Penticton dragon boat team impressed by Chinese festival

Penticton's Despirit Housewives dragon boat team enjoyed its experience competing in China

PENTICTON’S DESPIRIT HOUSEWIVES dragon boat team enjoyed competing in the Hong Kong International Dragon Boat Carnival. They received trophies for qualifying in the finals of the small boat races

PENTICTON’S DESPIRIT HOUSEWIVES dragon boat team enjoyed competing in the Hong Kong International Dragon Boat Carnival. They received trophies for qualifying in the finals of the small boat races

Amazing was the word used by Evelyn Kansy and Sharen DeGelder to describe the experience the Dispirit Housewives dragon boat team had in China for the Hong Kong Dragon Boat Carnival last month.

“It was such an opportunity. We saw probably the top dragon boaters in the world compete,” said DeGelder, coach of the Dispirit Housewives. “A little out of our league. It’s their national sport.”

DeGelder then joked that they didn’t embarrass themselves, which was her focus.

“We were within a second or two.
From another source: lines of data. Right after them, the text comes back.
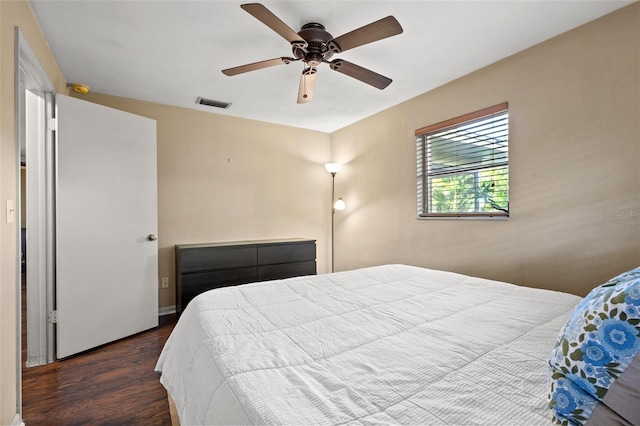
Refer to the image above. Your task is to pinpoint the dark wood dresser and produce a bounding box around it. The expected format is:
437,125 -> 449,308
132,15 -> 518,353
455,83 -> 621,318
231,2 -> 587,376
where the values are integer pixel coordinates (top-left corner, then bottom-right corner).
175,238 -> 316,313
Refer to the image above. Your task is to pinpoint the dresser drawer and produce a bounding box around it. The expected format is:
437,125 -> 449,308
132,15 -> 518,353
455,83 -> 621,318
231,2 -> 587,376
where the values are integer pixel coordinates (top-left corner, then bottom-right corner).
180,246 -> 257,273
258,242 -> 316,265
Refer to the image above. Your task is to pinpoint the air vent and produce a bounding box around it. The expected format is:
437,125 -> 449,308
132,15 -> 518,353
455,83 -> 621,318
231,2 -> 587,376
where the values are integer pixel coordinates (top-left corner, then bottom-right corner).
196,98 -> 231,109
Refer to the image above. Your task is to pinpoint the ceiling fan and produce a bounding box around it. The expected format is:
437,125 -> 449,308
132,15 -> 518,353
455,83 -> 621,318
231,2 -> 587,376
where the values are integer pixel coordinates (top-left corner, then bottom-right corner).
222,3 -> 402,104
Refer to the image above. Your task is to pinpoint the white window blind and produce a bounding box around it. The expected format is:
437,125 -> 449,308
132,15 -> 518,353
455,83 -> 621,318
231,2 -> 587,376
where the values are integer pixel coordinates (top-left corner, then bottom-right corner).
416,103 -> 509,218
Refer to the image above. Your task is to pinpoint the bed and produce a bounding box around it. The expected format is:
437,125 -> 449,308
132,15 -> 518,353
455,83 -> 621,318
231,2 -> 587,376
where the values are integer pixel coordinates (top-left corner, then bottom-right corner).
156,265 -> 640,425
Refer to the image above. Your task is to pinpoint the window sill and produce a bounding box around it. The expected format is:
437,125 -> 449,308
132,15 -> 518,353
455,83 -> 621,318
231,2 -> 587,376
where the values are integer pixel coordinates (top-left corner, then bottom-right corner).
417,213 -> 509,220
Watching those teams was just awesome,” she said.

Kansy, who is in her first year with the Despirit Housewives, said the other teams “just pounded away that paddle like machines. It was just phenomenal. Their stroke (rate) was phenomenally high.”
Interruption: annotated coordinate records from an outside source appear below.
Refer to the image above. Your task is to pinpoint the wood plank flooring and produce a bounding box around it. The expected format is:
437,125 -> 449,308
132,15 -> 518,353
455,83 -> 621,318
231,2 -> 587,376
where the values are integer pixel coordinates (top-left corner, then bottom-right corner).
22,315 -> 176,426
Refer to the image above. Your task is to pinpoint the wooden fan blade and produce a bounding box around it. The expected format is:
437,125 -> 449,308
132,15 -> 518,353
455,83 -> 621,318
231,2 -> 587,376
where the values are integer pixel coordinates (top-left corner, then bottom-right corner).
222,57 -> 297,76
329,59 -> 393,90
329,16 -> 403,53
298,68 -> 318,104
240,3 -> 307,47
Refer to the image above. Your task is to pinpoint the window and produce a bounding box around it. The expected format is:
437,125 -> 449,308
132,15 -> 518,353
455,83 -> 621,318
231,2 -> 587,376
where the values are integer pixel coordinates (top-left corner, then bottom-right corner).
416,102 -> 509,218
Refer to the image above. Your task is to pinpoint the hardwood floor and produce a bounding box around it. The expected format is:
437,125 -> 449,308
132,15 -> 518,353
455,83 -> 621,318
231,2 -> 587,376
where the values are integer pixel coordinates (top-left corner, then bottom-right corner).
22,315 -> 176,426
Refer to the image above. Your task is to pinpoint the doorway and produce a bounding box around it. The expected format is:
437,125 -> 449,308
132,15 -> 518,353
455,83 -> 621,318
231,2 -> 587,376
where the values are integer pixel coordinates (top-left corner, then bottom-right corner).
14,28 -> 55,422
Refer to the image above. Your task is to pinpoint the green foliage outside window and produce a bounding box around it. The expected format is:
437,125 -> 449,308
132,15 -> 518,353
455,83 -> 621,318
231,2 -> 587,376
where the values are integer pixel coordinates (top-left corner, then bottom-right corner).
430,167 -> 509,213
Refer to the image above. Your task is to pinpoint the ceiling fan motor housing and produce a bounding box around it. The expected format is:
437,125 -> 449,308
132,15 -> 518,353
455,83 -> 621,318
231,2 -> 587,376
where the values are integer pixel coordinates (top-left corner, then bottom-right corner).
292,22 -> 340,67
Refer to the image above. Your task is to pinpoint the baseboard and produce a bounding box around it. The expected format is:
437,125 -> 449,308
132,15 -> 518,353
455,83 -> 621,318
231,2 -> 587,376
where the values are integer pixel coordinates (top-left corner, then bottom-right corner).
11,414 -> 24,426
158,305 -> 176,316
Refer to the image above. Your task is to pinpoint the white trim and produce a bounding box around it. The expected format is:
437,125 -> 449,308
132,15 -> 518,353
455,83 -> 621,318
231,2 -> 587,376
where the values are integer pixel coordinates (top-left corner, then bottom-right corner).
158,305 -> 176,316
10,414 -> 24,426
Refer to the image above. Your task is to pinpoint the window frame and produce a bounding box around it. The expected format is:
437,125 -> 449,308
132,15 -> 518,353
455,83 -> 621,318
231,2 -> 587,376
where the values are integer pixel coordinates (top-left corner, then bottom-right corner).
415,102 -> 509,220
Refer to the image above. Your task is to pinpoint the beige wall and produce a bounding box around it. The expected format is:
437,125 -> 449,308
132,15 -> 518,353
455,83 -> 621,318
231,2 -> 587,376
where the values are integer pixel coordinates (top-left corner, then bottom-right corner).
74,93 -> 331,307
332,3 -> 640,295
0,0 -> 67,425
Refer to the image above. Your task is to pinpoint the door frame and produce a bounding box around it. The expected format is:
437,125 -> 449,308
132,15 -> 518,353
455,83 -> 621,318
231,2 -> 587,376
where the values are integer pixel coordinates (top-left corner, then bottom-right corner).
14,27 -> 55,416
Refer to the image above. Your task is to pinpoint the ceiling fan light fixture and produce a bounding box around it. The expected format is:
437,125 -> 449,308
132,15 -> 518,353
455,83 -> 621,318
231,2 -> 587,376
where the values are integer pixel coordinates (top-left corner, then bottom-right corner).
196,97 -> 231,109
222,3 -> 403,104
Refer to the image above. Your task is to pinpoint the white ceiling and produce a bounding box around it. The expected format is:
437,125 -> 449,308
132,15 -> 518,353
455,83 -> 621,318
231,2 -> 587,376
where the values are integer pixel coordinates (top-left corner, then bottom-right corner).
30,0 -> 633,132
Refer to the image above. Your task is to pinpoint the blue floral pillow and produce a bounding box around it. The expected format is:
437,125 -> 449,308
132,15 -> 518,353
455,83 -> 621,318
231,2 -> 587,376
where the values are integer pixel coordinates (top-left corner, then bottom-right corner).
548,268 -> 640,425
“You can hardly see the paddles move. The paddlers are the same size. Paddles go in and out like they are tied together,” said DeGelder.

The group enjoyed the experience of facing the national teams, but also experiencing the Chinese culture. Among the cultural aspects they noticed is how orderly things are. People are all on the same side when using an escalator. The team meeting for the event lasted two-and-a-half hours. Instructions were read in Chinese, then done in English. If a member of the Dispirit Housewives had a question, the rule was re-read.

DeGelder pointed out their team can paddle between 60 to 80 strokes per minute. The national teams were doing 140.

Kansy added that a strong team can complete traditional 500 metre distances in under two minutes. The teams in the festival were reaching the 400-m distance finish line in one minute, 36 seconds. DeGelder added that since the athletes, who train year-round, are representing their country and are paid, they don’t have fun. She recalls seeing a team of young girls coming off the water crying after placing fourth.

“Their coach was just screaming at them because they embarrassed their nation,” she said. “The fellow who invited us to go, he said that he was inviting Canadian teams to go because he wanted us to see what can be accomplished. How high the bar is. For me it did the exact opposite. I do it for fun and fitness. I’m not world class, I don’t pretend to be.”